Any advice on how to offset this? Thanks!
Matt says
Hi Haley, sorry your comment was caught up by the robots- basically you don’t cancel, you downgrade to fee free, keeping the relationship and credit line intact, but without paying.
William Charles says
> How is the average age of accounts (AAoA) calculated?
It depends on which score you’re talking about. Vantage Score doesn’t include closed accounts and FICO does.
Your best bet is to keep accounts open where ever possible (e.g downgrade to a no annual fee card). That being said, AAoA only makes up a small portion of the 15% of your FICO score which is titled “Credit History Length” what’s much more important is the age of your oldest account.
Nostradamuz says
There is a little mistake. The industry-specific FICO score ranges between 250 and 900, not 200-950.
Greg says
FYI Matt…
This ‘William Charles’ does not appear to be a real identity. His Google Plus profile states he is a UC Berkeley alum of the class of 2010. That’s not the case according to the alumni database. A basic search of other social media channels will find no trace of a match with a similar photo or background.

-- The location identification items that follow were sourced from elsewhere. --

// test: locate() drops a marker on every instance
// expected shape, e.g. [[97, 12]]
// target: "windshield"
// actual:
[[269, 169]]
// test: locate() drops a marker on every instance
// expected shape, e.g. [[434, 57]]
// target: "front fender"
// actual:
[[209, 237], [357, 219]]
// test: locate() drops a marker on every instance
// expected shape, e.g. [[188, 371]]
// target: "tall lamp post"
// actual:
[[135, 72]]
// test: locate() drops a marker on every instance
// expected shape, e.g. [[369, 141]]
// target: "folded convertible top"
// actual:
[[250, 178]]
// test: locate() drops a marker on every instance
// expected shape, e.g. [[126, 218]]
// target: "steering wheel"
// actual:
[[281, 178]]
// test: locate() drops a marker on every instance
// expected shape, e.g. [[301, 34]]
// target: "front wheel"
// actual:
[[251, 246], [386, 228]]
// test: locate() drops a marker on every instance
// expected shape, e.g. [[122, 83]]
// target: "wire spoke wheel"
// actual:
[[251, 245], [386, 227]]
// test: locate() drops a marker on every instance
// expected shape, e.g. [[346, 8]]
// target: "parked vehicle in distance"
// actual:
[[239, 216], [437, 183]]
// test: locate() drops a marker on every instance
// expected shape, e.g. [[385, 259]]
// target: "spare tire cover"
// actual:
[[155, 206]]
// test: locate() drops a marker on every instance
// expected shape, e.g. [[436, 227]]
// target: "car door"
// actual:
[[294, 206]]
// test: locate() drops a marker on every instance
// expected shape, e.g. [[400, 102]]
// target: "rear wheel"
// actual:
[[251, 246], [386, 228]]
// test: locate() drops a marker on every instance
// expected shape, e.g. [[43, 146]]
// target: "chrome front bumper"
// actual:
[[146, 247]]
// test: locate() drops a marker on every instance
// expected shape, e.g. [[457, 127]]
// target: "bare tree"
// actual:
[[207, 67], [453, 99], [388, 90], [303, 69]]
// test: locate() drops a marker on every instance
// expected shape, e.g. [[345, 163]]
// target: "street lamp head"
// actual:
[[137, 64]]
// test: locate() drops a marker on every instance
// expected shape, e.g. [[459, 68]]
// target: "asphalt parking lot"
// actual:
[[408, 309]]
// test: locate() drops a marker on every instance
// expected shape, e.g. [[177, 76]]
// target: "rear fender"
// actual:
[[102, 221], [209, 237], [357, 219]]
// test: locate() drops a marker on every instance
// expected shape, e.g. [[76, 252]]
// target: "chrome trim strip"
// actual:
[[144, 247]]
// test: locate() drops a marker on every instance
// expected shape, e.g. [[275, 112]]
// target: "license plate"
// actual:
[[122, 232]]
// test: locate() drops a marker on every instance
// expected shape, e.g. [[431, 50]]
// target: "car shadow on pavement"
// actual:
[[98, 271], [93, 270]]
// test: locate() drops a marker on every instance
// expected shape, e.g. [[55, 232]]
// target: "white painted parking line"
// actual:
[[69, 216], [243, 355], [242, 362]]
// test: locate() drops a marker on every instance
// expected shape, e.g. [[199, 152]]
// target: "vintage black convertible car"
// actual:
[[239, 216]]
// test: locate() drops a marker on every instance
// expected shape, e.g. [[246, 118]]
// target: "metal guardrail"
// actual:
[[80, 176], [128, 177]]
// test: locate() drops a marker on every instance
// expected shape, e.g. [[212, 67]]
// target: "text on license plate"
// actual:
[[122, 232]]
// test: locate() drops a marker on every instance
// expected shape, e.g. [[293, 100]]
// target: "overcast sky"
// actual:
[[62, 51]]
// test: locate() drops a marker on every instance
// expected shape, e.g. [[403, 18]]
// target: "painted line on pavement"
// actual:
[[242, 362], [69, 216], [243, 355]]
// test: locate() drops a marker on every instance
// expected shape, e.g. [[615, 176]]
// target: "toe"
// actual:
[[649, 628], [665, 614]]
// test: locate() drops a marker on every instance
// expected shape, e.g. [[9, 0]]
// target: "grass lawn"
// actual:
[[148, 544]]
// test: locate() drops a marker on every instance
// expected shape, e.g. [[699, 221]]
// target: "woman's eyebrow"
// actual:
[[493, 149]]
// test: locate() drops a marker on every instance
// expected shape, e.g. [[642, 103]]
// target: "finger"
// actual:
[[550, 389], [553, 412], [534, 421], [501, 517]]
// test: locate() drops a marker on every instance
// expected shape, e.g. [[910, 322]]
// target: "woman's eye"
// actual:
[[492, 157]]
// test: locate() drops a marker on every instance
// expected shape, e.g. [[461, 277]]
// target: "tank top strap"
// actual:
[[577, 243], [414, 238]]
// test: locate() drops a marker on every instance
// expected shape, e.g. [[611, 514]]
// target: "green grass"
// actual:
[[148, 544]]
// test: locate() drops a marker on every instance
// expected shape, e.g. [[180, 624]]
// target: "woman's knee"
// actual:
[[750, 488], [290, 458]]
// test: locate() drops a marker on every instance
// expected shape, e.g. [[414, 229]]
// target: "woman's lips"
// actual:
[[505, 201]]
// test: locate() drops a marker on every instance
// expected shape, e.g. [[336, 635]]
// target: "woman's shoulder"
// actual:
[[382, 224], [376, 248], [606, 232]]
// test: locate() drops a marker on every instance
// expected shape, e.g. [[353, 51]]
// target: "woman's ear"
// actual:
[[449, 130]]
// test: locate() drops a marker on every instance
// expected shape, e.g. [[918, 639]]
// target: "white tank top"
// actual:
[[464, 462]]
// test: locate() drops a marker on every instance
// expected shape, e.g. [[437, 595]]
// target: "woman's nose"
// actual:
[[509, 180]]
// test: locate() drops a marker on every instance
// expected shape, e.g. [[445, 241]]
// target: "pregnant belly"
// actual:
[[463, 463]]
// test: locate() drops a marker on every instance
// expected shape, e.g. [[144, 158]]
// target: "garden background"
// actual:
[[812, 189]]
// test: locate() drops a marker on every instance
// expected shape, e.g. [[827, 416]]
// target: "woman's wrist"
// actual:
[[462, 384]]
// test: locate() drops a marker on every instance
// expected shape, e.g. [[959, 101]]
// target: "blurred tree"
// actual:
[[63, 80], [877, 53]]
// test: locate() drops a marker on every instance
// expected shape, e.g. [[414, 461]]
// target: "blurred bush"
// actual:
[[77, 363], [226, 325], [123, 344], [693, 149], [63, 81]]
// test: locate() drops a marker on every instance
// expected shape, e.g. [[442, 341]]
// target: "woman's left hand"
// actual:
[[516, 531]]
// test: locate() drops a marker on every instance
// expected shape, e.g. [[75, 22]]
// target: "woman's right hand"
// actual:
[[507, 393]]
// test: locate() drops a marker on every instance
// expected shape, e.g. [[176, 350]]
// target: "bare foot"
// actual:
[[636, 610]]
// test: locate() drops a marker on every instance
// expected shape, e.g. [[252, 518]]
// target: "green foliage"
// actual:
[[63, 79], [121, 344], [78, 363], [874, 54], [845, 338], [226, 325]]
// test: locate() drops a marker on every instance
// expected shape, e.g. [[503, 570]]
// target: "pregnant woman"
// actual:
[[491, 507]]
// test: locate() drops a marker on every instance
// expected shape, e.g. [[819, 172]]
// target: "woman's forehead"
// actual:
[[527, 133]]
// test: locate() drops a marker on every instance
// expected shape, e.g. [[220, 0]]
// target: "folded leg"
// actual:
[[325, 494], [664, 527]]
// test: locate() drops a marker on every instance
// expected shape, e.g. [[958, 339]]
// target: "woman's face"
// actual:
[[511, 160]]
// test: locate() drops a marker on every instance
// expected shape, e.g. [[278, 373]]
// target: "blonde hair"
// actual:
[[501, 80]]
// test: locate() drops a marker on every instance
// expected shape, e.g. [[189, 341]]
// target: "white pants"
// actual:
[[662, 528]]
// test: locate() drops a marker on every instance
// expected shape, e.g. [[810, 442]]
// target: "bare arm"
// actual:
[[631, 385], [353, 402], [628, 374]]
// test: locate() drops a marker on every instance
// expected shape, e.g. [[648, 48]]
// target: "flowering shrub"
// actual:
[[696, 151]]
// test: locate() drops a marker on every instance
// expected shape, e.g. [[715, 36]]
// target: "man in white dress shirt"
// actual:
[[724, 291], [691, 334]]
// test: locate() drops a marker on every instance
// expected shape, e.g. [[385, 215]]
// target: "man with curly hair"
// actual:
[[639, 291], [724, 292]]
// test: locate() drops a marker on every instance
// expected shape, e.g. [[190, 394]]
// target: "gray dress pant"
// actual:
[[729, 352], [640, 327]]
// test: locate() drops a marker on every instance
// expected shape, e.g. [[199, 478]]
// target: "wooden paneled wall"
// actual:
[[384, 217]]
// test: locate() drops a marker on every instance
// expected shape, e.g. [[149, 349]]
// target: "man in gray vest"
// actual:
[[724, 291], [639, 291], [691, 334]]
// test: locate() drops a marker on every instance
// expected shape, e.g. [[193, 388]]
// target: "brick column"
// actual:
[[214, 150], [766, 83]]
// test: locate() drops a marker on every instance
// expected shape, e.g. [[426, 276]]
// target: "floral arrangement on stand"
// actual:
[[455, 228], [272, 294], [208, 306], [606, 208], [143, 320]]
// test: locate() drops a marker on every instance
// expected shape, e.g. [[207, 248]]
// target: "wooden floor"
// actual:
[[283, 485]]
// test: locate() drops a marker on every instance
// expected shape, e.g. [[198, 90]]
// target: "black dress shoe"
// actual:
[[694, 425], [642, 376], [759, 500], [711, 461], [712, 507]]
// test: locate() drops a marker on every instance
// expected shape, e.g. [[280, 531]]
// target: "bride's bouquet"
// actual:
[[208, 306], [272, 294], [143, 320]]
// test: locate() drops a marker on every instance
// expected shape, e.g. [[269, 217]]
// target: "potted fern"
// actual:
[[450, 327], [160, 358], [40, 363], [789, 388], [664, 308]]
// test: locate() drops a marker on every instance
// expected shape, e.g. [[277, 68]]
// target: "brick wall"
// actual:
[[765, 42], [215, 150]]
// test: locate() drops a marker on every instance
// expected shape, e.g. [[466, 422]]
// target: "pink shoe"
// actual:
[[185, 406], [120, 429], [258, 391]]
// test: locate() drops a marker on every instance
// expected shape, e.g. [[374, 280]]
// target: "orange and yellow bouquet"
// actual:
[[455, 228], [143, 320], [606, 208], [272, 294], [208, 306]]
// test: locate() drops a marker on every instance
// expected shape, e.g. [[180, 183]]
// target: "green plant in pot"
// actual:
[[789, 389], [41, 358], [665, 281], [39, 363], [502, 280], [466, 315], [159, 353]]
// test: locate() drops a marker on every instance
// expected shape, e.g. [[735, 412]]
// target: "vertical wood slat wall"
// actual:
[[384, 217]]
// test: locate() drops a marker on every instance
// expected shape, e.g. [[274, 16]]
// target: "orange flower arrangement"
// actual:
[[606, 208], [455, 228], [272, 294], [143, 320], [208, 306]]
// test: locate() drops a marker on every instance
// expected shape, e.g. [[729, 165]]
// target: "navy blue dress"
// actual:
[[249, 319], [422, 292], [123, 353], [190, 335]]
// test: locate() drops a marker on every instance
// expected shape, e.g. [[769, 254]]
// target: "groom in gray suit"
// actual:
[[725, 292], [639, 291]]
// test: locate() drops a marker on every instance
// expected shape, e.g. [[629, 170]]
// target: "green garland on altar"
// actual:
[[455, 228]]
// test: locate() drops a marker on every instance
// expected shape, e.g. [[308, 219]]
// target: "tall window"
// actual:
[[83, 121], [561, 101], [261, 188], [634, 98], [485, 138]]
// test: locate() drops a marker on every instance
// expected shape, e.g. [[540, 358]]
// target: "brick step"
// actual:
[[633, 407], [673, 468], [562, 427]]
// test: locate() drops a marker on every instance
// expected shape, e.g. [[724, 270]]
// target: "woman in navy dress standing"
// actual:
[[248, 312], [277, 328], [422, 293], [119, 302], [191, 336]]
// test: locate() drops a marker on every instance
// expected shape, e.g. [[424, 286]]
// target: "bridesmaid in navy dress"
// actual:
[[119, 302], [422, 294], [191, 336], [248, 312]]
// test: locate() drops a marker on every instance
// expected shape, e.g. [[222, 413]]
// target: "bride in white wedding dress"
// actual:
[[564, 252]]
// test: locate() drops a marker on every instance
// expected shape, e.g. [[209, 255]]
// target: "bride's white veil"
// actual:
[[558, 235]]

https://plus.google.com/113366233656092090167/about
Instead, more likely an SEO gamer who is taking advantage of you and your good authority. Why he is not using his real identity is a question worth asking. I’m a FlyerTalk who has noticed him spamming places like Reddit.
William Charles says
You’re stalking skills are a bit creepy. Unfortunately I can’t blog full time, so I still have a day job. Because of my day job I’d rather my working name not be associated with the blog, thus the psuedoname.
Lisa says
That’s understandable. But your pic will give you away unless that’s not your pic either…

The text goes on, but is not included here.